# Aeropress adventures



## BebeShanghai (Mar 28, 2018)

Still waiting to acquire the shiny shiny stuff and Niche grinder but in the meantime my trusty Aeropress and somewhat dodgy Porlex grinder (possibly a Chinese counterfeit!) are my main setup and have accompanied me to some interesting places.

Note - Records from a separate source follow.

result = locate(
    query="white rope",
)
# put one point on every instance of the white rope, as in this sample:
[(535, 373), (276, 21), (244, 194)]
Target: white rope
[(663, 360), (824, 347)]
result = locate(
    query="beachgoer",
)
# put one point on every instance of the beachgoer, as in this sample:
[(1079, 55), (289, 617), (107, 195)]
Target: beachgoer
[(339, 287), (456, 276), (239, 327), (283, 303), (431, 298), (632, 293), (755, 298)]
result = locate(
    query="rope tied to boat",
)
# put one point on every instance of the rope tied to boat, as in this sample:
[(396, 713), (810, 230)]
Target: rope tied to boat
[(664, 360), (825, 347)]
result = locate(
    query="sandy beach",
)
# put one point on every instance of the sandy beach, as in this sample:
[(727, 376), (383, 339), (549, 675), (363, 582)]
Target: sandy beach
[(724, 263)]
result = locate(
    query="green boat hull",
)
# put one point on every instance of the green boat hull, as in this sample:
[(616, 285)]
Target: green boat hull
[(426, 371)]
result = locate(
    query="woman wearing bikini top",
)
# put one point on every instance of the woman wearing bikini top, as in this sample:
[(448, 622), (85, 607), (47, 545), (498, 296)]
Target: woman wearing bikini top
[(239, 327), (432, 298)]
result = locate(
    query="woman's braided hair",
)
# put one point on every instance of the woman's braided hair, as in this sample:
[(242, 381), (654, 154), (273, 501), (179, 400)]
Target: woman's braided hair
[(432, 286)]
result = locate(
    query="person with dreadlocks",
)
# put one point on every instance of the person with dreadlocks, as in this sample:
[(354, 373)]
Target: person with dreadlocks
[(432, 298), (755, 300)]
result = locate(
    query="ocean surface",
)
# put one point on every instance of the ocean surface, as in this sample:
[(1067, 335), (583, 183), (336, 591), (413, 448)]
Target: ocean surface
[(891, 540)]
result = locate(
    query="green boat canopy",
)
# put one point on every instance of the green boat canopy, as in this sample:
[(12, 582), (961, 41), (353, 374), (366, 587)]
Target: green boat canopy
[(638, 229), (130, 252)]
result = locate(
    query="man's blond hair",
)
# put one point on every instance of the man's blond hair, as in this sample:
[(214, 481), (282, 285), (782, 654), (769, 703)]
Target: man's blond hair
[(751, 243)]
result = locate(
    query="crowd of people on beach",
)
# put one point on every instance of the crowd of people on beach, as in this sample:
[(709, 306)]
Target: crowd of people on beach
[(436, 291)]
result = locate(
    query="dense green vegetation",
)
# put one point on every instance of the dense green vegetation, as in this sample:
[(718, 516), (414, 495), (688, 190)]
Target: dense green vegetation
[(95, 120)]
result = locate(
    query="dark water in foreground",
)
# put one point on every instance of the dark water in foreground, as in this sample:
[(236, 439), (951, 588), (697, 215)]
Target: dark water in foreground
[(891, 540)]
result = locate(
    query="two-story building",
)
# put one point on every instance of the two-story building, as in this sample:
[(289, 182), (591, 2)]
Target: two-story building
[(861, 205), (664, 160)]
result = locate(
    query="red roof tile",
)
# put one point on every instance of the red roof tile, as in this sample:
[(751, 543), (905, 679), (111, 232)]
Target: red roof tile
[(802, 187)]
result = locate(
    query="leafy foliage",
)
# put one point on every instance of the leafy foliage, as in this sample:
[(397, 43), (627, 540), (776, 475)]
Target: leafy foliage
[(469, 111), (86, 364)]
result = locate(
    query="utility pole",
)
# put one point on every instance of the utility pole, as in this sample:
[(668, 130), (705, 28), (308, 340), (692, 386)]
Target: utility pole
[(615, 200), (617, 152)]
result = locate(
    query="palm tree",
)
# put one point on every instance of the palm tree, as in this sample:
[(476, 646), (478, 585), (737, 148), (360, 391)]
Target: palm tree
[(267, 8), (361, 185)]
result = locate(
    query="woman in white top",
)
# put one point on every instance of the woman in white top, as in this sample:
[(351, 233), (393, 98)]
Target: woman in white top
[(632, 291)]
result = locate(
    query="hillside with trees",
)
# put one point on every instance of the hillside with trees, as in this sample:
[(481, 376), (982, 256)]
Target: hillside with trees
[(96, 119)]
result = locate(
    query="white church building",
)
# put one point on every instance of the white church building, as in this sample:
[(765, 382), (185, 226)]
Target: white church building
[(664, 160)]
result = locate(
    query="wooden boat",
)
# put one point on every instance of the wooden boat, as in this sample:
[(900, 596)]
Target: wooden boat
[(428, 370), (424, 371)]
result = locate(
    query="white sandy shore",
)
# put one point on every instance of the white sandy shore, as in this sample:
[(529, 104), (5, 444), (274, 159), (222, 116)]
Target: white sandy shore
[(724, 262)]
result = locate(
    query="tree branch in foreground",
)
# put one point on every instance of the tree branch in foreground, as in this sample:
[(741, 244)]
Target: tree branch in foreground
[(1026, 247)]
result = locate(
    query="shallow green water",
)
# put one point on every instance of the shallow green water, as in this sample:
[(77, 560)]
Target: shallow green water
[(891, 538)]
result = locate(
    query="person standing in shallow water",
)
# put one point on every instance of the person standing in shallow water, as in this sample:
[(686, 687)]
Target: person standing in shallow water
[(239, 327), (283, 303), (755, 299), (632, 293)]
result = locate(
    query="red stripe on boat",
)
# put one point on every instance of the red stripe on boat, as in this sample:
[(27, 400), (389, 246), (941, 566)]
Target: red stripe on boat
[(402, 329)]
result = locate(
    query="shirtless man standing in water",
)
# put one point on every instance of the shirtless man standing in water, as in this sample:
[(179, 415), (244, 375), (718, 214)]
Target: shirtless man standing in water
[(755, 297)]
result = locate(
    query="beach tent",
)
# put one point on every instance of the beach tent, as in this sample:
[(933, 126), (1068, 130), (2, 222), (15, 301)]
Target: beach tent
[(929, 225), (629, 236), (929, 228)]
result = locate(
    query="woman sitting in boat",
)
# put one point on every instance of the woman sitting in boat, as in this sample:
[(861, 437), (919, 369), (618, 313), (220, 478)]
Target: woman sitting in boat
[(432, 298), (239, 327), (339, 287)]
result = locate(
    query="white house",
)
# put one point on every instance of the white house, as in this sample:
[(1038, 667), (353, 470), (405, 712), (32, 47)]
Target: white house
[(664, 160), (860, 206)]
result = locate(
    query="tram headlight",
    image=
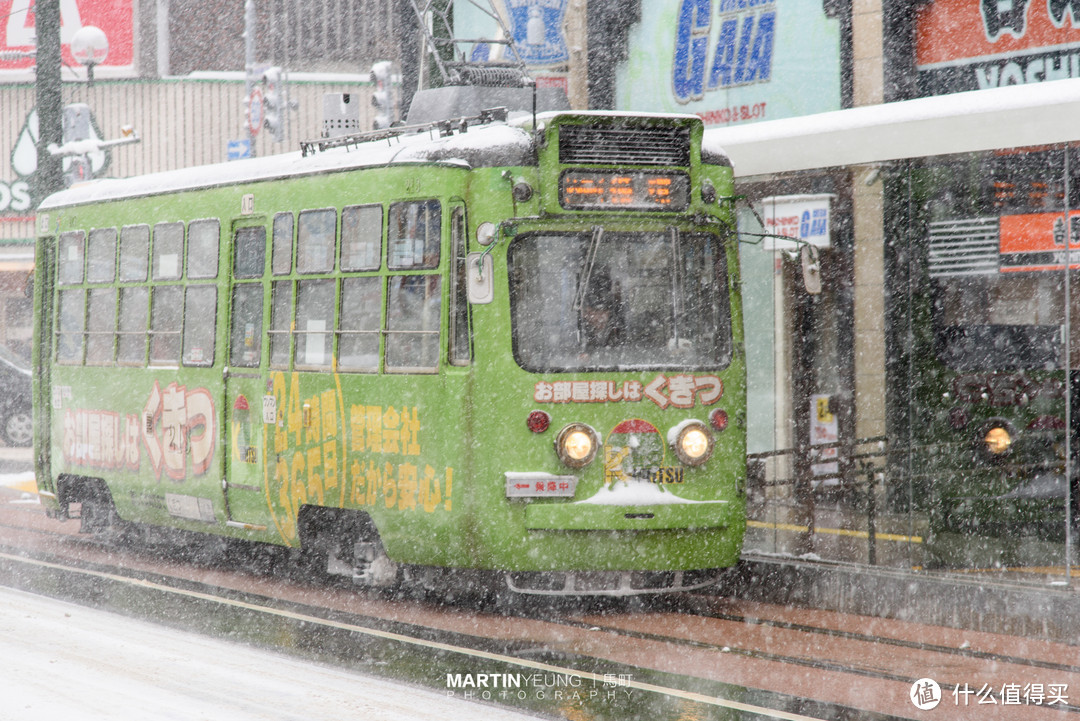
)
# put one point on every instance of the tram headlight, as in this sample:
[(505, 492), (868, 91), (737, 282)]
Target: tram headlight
[(692, 443), (997, 440), (577, 445)]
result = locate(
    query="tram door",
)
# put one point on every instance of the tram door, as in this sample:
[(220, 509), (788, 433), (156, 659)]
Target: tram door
[(244, 483)]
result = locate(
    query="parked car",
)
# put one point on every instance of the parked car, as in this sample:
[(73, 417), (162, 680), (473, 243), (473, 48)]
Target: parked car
[(16, 410)]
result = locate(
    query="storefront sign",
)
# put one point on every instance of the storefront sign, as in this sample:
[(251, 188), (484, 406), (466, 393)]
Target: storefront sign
[(731, 60), (973, 44), (116, 17), (805, 218)]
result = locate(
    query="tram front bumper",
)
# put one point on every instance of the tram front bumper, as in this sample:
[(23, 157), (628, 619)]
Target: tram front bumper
[(592, 517)]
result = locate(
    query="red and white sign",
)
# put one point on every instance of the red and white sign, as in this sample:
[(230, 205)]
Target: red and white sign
[(255, 111), (116, 17), (1036, 242), (952, 31)]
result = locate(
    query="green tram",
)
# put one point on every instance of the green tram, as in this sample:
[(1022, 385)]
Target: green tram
[(502, 347)]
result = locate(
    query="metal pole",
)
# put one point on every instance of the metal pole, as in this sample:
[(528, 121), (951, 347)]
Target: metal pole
[(1068, 379), (250, 65), (49, 177)]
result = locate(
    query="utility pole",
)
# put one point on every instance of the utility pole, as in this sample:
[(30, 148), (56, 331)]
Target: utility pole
[(49, 177), (254, 114)]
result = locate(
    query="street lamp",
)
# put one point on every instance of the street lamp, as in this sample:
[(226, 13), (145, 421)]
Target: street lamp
[(90, 46)]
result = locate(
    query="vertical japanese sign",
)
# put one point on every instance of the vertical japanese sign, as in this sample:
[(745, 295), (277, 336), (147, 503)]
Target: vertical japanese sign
[(116, 17), (731, 60), (974, 44)]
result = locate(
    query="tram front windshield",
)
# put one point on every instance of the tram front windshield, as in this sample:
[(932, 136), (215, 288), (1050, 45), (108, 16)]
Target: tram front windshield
[(619, 301)]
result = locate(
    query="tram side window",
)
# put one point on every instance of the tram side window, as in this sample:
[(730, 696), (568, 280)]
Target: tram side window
[(166, 314), (361, 237), (204, 237), (102, 327), (359, 325), (167, 250), (250, 252), (102, 256), (246, 336), (460, 352), (69, 271), (314, 323), (134, 253), (281, 315), (131, 349), (314, 241), (414, 234), (200, 305), (281, 260), (71, 327), (413, 316)]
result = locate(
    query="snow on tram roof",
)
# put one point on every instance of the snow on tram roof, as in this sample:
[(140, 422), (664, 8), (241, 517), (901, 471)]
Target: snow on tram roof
[(456, 150), (1017, 116)]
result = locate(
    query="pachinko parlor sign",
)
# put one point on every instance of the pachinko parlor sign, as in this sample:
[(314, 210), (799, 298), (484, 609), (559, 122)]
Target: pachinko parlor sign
[(175, 433)]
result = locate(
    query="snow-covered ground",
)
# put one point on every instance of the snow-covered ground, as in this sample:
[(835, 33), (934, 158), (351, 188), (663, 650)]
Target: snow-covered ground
[(21, 481), (61, 662)]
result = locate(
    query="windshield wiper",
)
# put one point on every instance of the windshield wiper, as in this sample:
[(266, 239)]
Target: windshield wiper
[(676, 284)]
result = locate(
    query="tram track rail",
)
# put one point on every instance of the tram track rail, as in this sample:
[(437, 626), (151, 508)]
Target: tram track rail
[(580, 636)]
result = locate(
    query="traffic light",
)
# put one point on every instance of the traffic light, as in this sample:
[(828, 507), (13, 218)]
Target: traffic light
[(273, 104), (382, 98)]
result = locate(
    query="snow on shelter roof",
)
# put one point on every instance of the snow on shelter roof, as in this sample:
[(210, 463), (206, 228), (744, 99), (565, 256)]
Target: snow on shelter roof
[(500, 141), (1012, 117)]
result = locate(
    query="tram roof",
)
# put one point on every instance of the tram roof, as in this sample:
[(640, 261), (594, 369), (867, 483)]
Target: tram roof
[(489, 143), (1012, 117)]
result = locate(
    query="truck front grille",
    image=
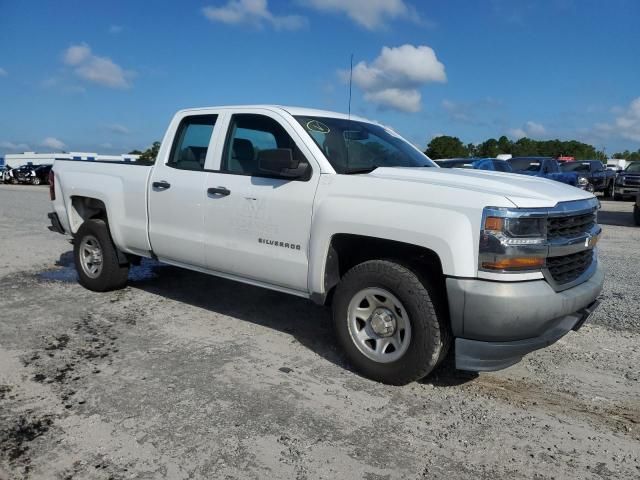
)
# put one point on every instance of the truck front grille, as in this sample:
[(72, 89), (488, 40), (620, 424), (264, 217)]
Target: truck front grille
[(632, 181), (567, 268), (570, 226)]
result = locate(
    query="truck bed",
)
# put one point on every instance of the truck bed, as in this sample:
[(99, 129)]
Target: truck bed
[(120, 185)]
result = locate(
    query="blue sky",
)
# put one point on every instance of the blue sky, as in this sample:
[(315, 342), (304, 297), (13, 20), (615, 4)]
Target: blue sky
[(107, 76)]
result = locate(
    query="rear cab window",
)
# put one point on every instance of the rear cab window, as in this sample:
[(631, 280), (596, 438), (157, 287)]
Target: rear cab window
[(191, 142)]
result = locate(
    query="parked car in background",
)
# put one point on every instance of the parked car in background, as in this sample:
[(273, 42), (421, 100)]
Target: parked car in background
[(492, 164), (548, 167), (21, 174), (627, 182), (32, 174), (40, 175), (603, 180), (5, 174)]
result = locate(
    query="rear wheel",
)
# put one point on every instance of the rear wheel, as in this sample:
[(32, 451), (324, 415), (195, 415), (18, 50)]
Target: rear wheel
[(96, 258), (385, 320)]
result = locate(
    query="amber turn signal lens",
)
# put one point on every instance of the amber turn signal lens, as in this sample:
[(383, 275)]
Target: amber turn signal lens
[(517, 263), (493, 224)]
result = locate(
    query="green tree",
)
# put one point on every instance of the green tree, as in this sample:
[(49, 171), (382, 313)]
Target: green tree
[(445, 146), (150, 154), (627, 155), (488, 148)]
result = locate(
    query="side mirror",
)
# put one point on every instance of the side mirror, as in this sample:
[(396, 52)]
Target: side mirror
[(280, 162)]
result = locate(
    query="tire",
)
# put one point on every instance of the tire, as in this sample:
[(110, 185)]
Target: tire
[(417, 348), (96, 258), (608, 191)]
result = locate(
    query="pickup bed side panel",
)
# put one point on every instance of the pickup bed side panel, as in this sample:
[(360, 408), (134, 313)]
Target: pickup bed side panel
[(123, 190)]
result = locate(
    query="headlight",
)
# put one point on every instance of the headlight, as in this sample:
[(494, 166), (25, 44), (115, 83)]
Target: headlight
[(512, 240)]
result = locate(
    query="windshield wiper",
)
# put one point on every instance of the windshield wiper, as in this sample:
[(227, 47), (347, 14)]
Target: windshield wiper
[(361, 170)]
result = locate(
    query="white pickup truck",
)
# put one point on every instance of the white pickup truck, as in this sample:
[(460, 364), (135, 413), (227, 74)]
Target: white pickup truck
[(412, 258)]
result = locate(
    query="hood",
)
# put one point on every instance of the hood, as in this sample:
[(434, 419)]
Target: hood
[(522, 190)]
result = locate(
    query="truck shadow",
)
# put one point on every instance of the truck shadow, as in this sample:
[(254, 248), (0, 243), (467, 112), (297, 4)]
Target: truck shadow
[(306, 322)]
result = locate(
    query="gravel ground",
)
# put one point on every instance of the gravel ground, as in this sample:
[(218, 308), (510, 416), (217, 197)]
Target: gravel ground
[(181, 375)]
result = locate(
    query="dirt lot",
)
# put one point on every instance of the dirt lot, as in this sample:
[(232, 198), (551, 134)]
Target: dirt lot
[(181, 375)]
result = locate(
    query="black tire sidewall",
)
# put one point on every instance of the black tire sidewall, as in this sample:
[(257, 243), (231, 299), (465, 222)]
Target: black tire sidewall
[(113, 275), (425, 347)]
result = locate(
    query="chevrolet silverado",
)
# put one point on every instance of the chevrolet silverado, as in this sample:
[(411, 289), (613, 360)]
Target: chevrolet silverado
[(412, 258)]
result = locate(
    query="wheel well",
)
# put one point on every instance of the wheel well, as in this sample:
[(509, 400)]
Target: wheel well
[(85, 208), (347, 251)]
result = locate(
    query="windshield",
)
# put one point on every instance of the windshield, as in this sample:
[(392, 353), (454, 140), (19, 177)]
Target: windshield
[(633, 167), (354, 147), (525, 164), (575, 167)]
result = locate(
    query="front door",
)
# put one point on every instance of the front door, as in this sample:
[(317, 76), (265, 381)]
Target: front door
[(177, 193), (257, 225)]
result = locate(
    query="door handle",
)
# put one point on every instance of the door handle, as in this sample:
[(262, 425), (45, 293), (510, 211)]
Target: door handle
[(161, 185), (222, 191)]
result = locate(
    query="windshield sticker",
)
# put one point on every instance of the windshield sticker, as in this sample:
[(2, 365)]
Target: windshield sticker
[(316, 126)]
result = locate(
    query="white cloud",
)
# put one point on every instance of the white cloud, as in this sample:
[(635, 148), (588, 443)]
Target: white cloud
[(371, 14), (54, 143), (96, 69), (517, 133), (482, 112), (393, 78), (397, 99), (530, 130), (626, 124), (252, 12), (117, 128), (535, 129), (15, 146)]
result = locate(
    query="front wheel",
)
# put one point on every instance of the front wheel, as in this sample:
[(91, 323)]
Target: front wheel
[(96, 258), (387, 323)]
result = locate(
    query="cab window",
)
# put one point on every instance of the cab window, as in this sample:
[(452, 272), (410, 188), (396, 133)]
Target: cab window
[(250, 134), (189, 150)]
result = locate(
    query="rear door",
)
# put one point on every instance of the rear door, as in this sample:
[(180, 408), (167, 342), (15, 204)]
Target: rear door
[(176, 193), (257, 226)]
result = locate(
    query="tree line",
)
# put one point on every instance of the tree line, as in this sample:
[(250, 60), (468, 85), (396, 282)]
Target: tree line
[(446, 146)]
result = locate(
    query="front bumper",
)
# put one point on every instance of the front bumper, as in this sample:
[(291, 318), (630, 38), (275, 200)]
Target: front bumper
[(497, 323), (624, 190)]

This is a few hundred metres from Everest Base Camp in Tibet: beans roasted by Hoi An Roastery in Vietnam, brewed with water heated on a yak dung fire.

Unforgettable!


----------



## Graham J (Jul 27, 2018)

Love it - what a view! Suppose you can always brew up some yak dung if things get desperate...


----------



## Banjoman (Apr 18, 2017)

Perhaps you could get the yak to eat some coffee beans, then have a rummage through its dung afterwards. I wonder if there might be a market for that - just a thought


----------



## Paul K (May 11, 2018)

There is already. Its called Bei & Nannini and the Yak dung will taste better


----------



## JIMFISH (Jun 10, 2018)

That is a cracking view. Bet that coffee tasted good


----------



## Pj8040 (Jan 26, 2017)

Great view


----------



## dannoceti (Oct 15, 2018)

Nice, I think I need an Aeropress.


----------



## Aeroquaff (Oct 21, 2018)

Excellent. I have an Aeropress and porlex combo for my own travels, albeit I haven't, as yet, made it to Tibet.


----------



## ed_mcdill (Nov 9, 2018)

could just be the ultimate travel combo!


----------



## Samalang (Feb 5, 2019)

Love that you have taken the commitment to everest!


----------